Neutron and proton effective masses (upper panel) and their splitting (lower panel) obtained at $\rho ={\rho }_0$ and the different NP asymmetries $\delta$. Both the HF and HF+RT results show a well defined linear $\delta$ dependence of the NP effective mass splitting (33).

Figure 16

$\delta$ dependence of the neutron-proton effective mass splitting obtained at $\rho =2{\rho }_0$. The HF+RT results were obtained with (solid line) or without (dashed line) the modification of the high-momentum part of the SP potential by the $g\left(k\right)$ function determined from the observed energy dependence of the nucleon OP.

Figure 17

Real $n{+}^{208}\mathrm{Pb}$ optical potential at the neutron incident energies of 30.4 and 40 MeV predicted by the single-folding calculation (37) and (38) using the CDM3Y6 interaction, with and without the contributions of the RT and the scaling $g(k(E,R))$ function.
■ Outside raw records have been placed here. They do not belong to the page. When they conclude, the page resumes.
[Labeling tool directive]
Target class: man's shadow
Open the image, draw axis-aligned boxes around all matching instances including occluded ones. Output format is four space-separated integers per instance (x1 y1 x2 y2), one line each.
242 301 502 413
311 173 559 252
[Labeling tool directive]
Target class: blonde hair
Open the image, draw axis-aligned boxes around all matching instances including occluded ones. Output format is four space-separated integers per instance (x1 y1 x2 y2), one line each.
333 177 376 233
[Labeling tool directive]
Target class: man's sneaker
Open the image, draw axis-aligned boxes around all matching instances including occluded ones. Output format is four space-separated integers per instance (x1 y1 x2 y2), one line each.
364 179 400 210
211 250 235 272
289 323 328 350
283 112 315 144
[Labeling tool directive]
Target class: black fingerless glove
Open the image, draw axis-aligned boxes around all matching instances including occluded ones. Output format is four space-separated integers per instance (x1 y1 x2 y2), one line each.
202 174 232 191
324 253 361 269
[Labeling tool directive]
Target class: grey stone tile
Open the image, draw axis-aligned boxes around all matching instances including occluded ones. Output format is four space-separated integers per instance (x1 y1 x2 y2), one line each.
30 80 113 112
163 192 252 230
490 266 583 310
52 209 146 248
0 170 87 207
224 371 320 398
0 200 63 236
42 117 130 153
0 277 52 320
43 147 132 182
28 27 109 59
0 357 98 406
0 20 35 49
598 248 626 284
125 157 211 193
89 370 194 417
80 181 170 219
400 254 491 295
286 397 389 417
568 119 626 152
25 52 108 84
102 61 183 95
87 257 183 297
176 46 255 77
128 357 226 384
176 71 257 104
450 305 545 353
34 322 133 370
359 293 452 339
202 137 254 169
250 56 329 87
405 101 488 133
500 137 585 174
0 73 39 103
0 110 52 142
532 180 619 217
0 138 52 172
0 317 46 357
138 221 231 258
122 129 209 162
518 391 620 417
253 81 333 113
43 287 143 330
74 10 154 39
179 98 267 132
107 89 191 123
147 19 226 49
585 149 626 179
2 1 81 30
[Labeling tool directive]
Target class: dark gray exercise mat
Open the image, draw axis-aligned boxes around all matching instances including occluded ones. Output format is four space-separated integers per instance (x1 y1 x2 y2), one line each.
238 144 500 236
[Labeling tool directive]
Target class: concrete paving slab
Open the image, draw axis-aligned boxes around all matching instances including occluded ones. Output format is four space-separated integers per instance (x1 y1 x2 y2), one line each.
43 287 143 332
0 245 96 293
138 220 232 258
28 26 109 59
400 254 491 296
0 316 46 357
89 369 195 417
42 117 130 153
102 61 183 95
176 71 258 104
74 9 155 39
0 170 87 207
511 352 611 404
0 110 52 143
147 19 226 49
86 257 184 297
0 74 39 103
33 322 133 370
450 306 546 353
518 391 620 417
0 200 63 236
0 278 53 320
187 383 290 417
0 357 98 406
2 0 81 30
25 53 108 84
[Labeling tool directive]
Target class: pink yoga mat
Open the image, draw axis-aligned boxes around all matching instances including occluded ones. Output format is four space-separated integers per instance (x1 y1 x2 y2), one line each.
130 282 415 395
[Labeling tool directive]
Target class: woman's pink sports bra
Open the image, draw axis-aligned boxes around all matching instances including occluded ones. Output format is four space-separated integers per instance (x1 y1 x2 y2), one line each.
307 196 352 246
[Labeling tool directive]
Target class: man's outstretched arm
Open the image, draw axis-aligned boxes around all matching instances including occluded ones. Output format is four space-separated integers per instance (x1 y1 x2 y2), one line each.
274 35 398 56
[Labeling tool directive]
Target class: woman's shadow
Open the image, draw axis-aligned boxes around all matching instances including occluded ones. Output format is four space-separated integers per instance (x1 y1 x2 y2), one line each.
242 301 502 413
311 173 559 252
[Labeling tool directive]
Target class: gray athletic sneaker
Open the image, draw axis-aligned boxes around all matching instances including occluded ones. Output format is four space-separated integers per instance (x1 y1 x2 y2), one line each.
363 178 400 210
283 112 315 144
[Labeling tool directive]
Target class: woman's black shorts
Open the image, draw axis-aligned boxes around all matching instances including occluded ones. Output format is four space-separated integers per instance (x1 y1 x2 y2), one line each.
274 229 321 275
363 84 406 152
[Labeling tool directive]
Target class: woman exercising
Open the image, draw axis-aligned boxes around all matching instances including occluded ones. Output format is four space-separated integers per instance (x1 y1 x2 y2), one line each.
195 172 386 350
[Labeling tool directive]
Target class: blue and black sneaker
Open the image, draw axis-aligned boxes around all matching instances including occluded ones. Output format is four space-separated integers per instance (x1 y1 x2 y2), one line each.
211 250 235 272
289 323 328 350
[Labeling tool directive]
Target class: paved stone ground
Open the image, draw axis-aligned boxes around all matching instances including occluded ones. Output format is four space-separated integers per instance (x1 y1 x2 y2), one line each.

CH89 is the phenomenological OP taken from the global systematics by Varner et al. [38].

Figure 18

Elastic $n{+}^{208}\mathrm{Pb}$ scattering cross sections at the neutron incident energies of 30.4 and 40 MeV obtained with the real OP's shown in Fig. 17, in comparison with the data measured by DeVito et al. [29]. The imaginary and spin-orbital parts of the OP taken from the global systematics CH89 [38] were used in the OM calculation.

Figure 19

Local momentum $k(E,R)$ of the incident neutron (upper panel) and the scaling function $g(k(E,R))$ (lower panel) determined self-consistently from the HF+RT real folded $n{+}^{208}\mathrm{Pb}$ potential obtained with the CDM3Y6 interaction at the neutron energy $E=30.4$ MeV.